The Ultimate Boeing 747
Tuesday, September 26th, 2006Selon Hoyle, l’apparition de la vie (telle qu’on la conçoit aujourd’hui) est statistiquement impossible. Son argument est le suivant : si l’on sait depuis les expériences de Miller que dans la soupe primitive, des acides aminés pouvaient exister, Hoyle prétend (calcul d’ordre de grandeur à l’appui) qu’il est extrêmement improbable que dans la soupe primitive on puisse trouver au même instant au même endroit l’ensemble des enzymes nécessaires à la reproduction d’une cellule. L’analogie qu’il utilise est celle du “Ultimate Boeing 747″ (pour reprendre l’expression de Richard Dawkins). Imaginez qu’un ouragan passe sur une décharge publique est soulève tous les déchets et pièces mécaniques. Il est extrêmement improbable, une fois la tempête passée, que ces déchets s’assemblent spontanément pour former un Boeing 747 !
Dawkins répond que Hoyle commet ici une erreur commune concernant le caractère aléatoire de l’évolution. De l’évolution aléatoire peut en effet émerger naturellement un design; d’un processus désordonné et sans direction peut surgir finalement une organisation complexe. Le point important est que l’évolution est un processus cumulatif. Chaque petit pas est aléatoire et dû à la chance. Mais la sélection naturelle permet de “récompenser” les petits pas, et ainsi de conserver la mémoire des petits pas successifs. On a ici typiquement un problème de probabilité conditionnelle : la probabilité d’apparition spontanée ex-nihilo d’un organisme complexe est infinitésimale, mais la probabilité d’un petit pas partant d’un point de l’évolution déjà avancé est très faible, mais non nulle. Ensuite, le processus de sélection fixe le petit pas et l’espèce vivante gagne en complexité. Je rejoins donc le mouvement lancé par éconoclaste de vulgarisation des probabilités, mais l’exemple de Hoyle montre qu’évaluer des probabilités peut-être assez compliqué…

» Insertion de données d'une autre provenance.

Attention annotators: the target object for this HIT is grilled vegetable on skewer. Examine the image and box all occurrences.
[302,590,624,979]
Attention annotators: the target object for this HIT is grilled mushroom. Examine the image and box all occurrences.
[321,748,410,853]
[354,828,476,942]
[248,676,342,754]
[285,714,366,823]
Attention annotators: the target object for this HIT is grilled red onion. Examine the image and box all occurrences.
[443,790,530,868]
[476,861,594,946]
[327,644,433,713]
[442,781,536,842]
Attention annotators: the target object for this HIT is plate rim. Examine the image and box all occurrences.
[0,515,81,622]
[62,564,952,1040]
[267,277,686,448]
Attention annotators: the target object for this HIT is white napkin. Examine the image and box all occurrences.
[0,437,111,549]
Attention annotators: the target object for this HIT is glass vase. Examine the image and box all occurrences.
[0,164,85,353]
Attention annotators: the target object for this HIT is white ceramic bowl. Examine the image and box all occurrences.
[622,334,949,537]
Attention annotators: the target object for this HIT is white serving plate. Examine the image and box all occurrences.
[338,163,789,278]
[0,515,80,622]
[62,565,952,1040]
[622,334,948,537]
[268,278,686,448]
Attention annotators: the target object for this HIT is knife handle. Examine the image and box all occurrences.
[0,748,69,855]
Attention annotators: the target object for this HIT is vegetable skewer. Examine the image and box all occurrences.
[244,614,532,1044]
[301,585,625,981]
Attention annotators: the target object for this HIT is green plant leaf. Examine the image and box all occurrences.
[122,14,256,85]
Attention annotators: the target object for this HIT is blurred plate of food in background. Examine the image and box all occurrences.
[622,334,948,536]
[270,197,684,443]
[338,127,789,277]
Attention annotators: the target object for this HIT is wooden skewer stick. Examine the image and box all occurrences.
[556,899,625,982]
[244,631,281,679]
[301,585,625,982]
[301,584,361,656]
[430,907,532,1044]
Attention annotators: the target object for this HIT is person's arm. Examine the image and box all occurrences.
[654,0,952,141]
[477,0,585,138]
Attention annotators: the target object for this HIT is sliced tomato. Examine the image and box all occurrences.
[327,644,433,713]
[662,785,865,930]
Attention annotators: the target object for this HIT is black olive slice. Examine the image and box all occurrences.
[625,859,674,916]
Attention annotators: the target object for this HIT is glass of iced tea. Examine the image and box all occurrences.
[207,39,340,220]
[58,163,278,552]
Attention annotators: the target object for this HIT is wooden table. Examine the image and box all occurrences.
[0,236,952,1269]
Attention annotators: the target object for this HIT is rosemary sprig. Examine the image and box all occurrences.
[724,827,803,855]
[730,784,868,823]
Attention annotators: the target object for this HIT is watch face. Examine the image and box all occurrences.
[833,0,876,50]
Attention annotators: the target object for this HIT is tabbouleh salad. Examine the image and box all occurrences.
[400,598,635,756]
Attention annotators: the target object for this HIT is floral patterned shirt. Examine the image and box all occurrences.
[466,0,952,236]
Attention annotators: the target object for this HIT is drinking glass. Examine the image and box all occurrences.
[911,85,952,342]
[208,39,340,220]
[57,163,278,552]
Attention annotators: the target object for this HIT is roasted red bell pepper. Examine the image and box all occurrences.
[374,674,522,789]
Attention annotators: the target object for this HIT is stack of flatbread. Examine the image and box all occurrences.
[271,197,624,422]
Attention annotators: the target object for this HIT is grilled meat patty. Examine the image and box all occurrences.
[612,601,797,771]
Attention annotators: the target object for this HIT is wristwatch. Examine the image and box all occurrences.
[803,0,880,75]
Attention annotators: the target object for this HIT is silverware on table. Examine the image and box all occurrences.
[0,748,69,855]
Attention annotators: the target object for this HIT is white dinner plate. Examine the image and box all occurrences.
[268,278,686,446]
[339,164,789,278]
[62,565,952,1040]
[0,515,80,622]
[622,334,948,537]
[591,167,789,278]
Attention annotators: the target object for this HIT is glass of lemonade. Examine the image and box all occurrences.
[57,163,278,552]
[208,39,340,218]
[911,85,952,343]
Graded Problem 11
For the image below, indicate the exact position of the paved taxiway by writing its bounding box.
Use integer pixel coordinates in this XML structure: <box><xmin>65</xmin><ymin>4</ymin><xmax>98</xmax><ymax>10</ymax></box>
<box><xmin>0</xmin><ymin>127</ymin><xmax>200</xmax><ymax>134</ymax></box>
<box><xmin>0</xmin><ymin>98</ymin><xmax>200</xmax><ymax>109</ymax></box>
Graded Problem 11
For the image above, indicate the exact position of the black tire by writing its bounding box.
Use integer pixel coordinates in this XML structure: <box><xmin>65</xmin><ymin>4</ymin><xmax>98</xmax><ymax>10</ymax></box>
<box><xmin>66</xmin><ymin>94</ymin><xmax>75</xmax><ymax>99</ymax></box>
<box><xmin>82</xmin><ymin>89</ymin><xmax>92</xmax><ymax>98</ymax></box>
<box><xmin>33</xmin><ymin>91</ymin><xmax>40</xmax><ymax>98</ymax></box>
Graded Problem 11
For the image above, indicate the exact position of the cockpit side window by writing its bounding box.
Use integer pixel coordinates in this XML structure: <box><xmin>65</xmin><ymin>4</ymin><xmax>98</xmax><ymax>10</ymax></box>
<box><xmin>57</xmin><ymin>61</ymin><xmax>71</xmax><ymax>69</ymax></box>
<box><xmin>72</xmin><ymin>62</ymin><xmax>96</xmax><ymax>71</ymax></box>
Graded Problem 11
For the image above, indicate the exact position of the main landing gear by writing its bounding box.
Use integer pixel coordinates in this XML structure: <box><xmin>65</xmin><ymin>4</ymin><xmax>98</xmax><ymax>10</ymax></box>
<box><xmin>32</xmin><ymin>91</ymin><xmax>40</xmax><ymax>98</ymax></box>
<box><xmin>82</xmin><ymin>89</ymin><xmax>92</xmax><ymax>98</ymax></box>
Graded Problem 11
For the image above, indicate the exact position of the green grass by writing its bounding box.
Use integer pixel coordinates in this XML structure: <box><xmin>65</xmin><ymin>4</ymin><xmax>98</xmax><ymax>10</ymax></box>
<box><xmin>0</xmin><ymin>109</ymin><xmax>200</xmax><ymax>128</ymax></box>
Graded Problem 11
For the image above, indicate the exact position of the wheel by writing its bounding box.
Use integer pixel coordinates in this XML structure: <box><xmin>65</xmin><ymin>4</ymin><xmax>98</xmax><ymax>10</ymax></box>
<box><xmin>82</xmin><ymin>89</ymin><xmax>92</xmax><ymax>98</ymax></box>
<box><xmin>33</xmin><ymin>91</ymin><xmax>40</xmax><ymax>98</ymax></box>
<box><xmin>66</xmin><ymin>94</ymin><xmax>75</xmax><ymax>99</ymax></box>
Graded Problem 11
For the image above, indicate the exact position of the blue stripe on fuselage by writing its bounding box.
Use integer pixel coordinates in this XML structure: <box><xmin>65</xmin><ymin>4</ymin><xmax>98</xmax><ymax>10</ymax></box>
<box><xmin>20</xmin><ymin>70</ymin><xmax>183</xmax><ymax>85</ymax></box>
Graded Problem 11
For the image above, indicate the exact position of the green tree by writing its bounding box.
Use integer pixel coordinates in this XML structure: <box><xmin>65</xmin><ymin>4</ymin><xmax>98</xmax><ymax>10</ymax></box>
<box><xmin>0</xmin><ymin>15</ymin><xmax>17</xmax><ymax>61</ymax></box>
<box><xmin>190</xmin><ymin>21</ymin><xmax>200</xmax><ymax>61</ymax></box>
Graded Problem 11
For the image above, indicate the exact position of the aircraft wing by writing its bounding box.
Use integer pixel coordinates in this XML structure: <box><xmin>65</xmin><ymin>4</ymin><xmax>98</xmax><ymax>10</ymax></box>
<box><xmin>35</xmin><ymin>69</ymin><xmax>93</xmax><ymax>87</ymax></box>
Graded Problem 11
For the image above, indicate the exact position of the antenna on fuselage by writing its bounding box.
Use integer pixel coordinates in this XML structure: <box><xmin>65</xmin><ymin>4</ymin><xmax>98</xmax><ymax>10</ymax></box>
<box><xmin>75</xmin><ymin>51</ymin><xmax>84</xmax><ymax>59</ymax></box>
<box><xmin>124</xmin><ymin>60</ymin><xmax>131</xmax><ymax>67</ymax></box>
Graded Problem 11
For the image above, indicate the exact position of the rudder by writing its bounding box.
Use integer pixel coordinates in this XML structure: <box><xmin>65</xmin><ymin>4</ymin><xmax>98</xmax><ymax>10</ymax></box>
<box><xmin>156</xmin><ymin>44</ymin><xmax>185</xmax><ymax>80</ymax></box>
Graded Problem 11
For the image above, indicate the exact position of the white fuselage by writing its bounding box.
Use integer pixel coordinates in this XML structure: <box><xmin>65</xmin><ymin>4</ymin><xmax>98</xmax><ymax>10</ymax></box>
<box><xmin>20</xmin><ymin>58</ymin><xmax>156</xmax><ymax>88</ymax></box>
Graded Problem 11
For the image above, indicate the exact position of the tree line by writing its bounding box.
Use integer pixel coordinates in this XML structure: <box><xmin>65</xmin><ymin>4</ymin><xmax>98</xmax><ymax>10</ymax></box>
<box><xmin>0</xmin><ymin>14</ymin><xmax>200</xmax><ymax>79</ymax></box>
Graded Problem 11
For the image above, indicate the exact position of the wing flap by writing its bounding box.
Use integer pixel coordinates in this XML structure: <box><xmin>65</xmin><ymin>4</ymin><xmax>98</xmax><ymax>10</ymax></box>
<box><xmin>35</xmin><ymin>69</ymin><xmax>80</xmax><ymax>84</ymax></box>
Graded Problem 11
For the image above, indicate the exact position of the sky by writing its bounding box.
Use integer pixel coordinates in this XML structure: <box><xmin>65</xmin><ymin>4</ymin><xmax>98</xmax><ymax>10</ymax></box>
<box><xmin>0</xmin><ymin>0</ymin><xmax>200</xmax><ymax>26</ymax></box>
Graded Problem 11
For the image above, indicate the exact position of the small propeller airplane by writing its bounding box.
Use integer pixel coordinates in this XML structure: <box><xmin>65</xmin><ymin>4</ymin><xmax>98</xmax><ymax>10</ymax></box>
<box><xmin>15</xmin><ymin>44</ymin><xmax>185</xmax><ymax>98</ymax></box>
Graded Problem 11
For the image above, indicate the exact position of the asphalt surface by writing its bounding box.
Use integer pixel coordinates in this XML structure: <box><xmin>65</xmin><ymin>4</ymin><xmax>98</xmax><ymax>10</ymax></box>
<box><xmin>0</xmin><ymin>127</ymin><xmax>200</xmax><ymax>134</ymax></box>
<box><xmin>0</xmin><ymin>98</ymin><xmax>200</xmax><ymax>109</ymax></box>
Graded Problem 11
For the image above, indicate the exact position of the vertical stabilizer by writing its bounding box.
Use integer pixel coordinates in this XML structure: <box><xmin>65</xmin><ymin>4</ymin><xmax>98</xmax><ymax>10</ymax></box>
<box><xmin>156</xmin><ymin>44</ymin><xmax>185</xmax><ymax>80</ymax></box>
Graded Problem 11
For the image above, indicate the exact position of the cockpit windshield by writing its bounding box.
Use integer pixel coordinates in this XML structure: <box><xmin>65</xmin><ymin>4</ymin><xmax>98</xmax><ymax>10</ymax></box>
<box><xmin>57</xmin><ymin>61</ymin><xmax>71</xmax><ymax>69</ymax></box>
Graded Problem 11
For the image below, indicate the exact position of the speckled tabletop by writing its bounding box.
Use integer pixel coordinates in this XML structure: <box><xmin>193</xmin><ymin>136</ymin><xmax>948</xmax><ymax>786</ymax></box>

Le débat est pourtant loin d’être clos. Il me semble relativement concevable d’imaginer comment l’évolution peut créer des structures complexes, une fois qu’existent un support de l’information génétique et des protéines pour traiter cette information. Néanmoins, la question qui demeure ouverte est de savoir comment sont apparus ce support et cette machinerie, et dans ce sens, Hoyle soulève un lièvre. Quelques réponses émergent doucement. Par exemple, on pense que la première molécule de la vie n’était pas l’ADN, mais l’ARN. Celui-ci possède en effet la propriété remarquable en se repliant de pouvoir acquérir des fonctions catalytiques. Un organisme basé sur l’ARN pourrait alors se passer de protéines car l’ARN peut alors jouer le rôle dévolu aux enzymes, tout en codant de l’information génétique (détail amusant, on s’est également aperçu qu’un type précis d’argile catalysait l’assemblage des molécules d’ARN, ce qui suggère que la vie est peut-être apparue… dans la boue !). Un domaine très actif actuellement est donc d’essayer de voir comment des cellules primitives peuvent apparaître, comment par exemple des vésicules, précurseurs de futures cellules, peuvent se former et se diviser (voir par exemple les travaux de Jack Szostak à Harvard). C’est évidemment une très longue histoire…
PS: L’argument de Hoyle à l’encontre du big-bang ne manque pas de saveur quand on sait que sa métaphore du Boeing 747 est reprise par les partisans de l’Intelligent Design. Selon wikipédia, Hoyle, athée convaincu, n’acceptait pas le big-bang car il implique nécessairement un univers non éternel, et donc suggèrait selon lui l’existence d’une “cause première”, donc d’un créateur d’une certaine manière. Hoyle préférait l’idée d’un univers où la création de matière était permanente, ce qui combiné à l’expansion, permet d’atteindre un état stable à densité constante.